Informative
Feb 26, 2025
Key Skills to Build AI Agents
AI agents are going to change the world.
They are the next wave of automation that will replace human beings everywhere in the workforce.
If you know Python, the basics of AI and ML, have worked with agentic frameworks, and know how to use APIs and connect to LLMs:
Congratulations - you know most of what is necessary to build AI agents.
In today's tech-driven world, you are well-positioned to construct agentic AIs that can replace humans.
But I’ll let you know a little secret - one can also build AI agents without much prior knowledge.
The no-code tools of today are democratizing the tech landscape.
To fully grasp the world-changing nature of this opportunity, make sure you read to the end of the article!
But first:
What is an AI Agent?
An AI agent is a software bot that autonomously perceives its environment, evaluates the action from the input environment conditions, interacts with APIs to integrate powerful ML and AI capabilities, and takes the best action for the situation, all without human supervision.
They can be used to automate crypto trading, stock trading, portfolio allocation, industry real-world scenarios, cybersecurity, supply chain optimization, and many more domains.
Their impact is universal.
There are many differences, and they can be best understood when comprehensively summarized in a table.

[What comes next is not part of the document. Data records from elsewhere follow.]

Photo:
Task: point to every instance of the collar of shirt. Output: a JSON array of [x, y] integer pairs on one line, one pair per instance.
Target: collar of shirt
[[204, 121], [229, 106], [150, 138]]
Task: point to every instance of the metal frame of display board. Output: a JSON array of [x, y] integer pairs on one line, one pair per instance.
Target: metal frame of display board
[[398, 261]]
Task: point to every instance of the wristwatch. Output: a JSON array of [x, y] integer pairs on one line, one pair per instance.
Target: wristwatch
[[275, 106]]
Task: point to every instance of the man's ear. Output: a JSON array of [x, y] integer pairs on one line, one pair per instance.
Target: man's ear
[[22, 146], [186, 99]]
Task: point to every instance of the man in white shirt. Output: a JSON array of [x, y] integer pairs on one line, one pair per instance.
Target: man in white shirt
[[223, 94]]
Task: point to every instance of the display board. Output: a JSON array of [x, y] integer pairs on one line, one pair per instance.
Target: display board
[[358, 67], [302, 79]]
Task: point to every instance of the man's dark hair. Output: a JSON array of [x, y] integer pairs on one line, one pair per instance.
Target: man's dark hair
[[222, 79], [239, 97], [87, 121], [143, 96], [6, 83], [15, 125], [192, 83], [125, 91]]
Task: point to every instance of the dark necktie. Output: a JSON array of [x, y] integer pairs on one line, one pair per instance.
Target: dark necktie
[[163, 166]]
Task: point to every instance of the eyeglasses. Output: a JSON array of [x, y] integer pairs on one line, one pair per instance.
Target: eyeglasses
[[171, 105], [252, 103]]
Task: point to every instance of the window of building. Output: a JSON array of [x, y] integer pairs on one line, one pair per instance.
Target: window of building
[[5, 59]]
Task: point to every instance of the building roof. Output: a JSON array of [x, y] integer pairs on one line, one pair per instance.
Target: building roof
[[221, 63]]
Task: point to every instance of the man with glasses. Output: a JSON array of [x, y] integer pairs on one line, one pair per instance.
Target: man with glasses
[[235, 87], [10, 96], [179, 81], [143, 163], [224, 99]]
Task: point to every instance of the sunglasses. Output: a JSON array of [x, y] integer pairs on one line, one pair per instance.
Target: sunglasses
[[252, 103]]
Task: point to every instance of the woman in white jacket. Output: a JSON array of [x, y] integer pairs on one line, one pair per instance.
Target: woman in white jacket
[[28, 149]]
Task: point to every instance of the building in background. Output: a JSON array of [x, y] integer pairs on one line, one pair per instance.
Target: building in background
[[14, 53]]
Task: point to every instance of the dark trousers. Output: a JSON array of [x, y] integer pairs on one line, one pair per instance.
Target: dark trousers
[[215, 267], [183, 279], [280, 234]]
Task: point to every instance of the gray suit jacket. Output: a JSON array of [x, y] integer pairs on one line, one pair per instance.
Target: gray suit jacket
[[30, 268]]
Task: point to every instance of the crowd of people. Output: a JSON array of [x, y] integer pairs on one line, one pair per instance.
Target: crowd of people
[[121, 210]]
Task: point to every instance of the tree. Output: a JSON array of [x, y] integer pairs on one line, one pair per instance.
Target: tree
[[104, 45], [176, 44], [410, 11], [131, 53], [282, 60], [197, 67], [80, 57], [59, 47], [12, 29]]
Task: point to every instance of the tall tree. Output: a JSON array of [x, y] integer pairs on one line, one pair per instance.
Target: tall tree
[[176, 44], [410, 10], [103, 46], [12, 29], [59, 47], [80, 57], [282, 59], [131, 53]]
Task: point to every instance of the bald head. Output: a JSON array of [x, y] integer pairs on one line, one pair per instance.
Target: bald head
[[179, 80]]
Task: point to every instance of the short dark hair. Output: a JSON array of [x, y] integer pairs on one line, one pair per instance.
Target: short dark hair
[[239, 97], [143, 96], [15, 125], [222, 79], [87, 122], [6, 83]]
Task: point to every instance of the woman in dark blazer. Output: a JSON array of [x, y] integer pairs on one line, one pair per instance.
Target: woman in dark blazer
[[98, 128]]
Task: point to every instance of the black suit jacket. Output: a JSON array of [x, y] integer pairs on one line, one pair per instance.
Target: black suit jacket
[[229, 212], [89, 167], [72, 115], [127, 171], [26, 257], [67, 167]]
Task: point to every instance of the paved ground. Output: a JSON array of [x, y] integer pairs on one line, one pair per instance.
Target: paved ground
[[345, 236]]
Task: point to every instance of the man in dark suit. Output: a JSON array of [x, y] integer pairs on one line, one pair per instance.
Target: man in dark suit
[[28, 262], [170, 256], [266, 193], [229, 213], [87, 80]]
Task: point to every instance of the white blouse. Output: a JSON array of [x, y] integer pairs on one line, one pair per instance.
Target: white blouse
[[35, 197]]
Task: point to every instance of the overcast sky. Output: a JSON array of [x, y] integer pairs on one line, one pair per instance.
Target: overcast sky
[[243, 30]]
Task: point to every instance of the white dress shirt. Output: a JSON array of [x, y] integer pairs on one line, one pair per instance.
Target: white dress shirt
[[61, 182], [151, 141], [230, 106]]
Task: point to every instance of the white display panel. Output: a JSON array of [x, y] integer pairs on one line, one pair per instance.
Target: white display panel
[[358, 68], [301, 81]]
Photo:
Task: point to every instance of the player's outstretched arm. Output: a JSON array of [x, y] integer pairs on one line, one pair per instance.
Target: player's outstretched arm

Traditional ML Software versus AI Bot

The Skillset of an Agentic AI Expert
While today, even beginners can get started on AI agents with no-code tools, traditionally, the skills required have been:
Programming Languages
AI Agents have been built with Python, R, C++, Java, Golang, Rust, and many other languages.
Python is by far the most popular.
It is extremely easy to learn and the ecosystem of open-source libraries is massive and mature.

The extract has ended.